Cluster bomb facts for kids
A cluster munition is a form of air-dropped or ground-launched explosive weapon that releases or ejects smaller submunitions. Commonly, this is a cluster bomb that ejects explosive bomblets that are designed to kill personnel and destroy vehicles. Other cluster munitions are designed to destroy runways or electric power transmission lines, disperse chemical or biological weapons, or to scatter land mines. Some submunition-based weapons can disperse non-munitions, such as leaflets.
Because cluster bombs release many small bomblets over a wide area, they pose risks to civilians both during attacks and afterwards. Unexploded bomblets can kill or maim civilians and/or unintended targets long after a conflict has ended, and are costly to locate and remove.
From the 1970s to the 1990s cluster bombs became standard air-dropped munitions for many nations, in a wide variety of types. They have been produced by 34 countries and used in at least 23.
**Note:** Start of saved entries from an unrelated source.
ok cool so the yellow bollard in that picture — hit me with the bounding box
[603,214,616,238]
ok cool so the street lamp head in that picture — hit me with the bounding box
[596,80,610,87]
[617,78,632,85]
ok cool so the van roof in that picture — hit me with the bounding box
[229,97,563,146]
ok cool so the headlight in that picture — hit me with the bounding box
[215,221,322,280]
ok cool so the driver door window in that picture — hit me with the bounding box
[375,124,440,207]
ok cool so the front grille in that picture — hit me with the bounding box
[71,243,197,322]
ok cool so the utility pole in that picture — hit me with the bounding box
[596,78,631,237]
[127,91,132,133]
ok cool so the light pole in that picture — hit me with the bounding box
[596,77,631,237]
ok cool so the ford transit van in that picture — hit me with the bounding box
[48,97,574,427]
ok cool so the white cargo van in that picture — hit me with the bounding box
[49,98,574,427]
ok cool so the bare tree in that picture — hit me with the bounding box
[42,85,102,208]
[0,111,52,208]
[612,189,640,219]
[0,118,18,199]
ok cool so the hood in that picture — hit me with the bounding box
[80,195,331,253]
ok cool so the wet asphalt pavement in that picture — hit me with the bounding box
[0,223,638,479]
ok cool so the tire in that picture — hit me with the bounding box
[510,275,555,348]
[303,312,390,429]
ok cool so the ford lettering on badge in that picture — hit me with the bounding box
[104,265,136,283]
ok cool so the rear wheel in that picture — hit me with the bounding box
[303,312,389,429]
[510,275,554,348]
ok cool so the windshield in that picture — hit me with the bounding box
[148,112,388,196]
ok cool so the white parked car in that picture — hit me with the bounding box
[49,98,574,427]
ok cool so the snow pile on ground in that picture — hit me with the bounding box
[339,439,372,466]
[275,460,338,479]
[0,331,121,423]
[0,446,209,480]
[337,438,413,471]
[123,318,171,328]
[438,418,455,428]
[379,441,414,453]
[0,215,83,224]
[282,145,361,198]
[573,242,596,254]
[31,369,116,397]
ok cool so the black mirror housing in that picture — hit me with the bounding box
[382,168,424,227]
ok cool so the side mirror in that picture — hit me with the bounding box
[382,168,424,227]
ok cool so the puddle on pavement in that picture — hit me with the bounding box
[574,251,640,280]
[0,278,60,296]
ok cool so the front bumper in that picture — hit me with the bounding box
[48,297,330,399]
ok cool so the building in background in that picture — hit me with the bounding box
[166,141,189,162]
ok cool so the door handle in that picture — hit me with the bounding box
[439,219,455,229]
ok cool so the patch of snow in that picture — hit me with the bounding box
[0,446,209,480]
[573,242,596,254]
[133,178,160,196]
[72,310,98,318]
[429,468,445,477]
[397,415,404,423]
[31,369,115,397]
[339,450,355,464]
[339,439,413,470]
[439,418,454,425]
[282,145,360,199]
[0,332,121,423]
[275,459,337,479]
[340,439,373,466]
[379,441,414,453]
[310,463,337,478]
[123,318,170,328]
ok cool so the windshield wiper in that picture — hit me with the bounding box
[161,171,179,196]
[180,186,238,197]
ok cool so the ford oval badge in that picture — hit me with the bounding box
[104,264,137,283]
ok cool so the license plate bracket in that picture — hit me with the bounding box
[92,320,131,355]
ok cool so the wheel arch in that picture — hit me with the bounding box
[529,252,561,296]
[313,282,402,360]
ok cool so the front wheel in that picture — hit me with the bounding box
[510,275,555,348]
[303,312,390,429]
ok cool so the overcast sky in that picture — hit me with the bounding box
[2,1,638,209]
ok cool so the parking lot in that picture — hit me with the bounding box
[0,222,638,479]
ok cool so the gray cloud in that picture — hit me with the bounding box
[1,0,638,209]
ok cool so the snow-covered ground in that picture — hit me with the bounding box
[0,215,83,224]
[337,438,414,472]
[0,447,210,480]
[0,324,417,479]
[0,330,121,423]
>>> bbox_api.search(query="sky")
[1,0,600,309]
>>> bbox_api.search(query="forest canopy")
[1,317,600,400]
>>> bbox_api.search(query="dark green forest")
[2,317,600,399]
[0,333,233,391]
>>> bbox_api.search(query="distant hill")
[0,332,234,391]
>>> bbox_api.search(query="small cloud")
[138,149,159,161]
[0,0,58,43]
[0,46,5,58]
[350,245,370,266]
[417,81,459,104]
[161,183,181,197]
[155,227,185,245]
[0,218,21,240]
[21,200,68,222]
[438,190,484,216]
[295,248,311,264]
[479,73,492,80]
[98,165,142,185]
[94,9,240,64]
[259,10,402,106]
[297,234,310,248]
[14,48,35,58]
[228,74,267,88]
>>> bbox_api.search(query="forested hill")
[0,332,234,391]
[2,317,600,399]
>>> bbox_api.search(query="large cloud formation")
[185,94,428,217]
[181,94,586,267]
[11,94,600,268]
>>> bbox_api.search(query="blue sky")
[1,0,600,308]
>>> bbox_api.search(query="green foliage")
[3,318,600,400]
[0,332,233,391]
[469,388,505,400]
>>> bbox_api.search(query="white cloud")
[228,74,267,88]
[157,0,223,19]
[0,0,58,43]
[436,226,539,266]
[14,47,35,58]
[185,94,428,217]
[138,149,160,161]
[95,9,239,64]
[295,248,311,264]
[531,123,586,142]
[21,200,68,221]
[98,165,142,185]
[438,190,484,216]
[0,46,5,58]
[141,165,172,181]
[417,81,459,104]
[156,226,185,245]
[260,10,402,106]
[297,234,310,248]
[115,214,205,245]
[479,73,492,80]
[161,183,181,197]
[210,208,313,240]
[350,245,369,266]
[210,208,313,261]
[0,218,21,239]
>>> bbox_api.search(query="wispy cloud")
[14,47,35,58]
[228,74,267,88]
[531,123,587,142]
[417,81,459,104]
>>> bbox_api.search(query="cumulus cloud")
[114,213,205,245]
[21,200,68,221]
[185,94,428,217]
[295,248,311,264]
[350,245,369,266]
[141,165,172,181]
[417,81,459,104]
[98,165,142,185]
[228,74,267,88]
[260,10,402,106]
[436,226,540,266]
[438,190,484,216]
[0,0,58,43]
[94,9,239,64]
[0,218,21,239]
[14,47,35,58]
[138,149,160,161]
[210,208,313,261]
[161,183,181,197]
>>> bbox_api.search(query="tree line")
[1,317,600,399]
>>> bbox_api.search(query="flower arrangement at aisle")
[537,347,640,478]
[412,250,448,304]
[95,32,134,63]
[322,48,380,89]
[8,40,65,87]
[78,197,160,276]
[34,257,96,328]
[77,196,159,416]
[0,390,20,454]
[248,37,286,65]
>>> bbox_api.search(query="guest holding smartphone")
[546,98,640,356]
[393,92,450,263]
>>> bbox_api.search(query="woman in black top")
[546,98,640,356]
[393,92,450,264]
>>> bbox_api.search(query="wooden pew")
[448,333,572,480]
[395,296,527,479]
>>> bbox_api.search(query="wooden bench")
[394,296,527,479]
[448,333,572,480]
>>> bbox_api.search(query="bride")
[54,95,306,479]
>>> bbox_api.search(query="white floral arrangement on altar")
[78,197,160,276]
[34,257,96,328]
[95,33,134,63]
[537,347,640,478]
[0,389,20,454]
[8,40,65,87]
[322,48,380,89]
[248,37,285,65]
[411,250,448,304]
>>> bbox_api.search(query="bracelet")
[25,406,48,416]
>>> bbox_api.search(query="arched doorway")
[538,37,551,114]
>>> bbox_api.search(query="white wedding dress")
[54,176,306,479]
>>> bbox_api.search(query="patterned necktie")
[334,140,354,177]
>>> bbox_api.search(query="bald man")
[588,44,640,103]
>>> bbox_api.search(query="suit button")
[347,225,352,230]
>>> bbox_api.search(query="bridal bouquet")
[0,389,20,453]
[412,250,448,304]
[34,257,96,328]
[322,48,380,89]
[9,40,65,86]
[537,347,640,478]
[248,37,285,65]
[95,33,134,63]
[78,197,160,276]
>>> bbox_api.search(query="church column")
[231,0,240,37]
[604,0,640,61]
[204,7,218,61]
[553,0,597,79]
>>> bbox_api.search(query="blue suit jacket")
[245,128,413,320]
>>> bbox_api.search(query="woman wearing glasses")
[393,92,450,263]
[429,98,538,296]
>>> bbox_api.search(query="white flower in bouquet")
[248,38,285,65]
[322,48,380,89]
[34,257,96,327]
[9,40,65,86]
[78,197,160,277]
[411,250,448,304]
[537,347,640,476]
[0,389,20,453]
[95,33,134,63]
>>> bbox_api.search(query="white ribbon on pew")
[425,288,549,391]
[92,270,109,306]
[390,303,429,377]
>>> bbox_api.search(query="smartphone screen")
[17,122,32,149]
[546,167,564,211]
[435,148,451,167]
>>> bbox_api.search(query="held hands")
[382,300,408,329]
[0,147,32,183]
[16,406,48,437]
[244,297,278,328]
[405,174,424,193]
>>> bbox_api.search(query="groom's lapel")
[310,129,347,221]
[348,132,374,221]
Cluster munitions are prohibited for those nations that ratify the Convention on Cluster Munitions, adopted in Dublin, Ireland in May 2008. The Convention entered into force and became binding international law upon ratifying states on 1 August 2010, six months after being ratified by 30 states. As of 1 October 2015, a total of 118 states have joined the Convention, as 98 States parties and 20 Signatories.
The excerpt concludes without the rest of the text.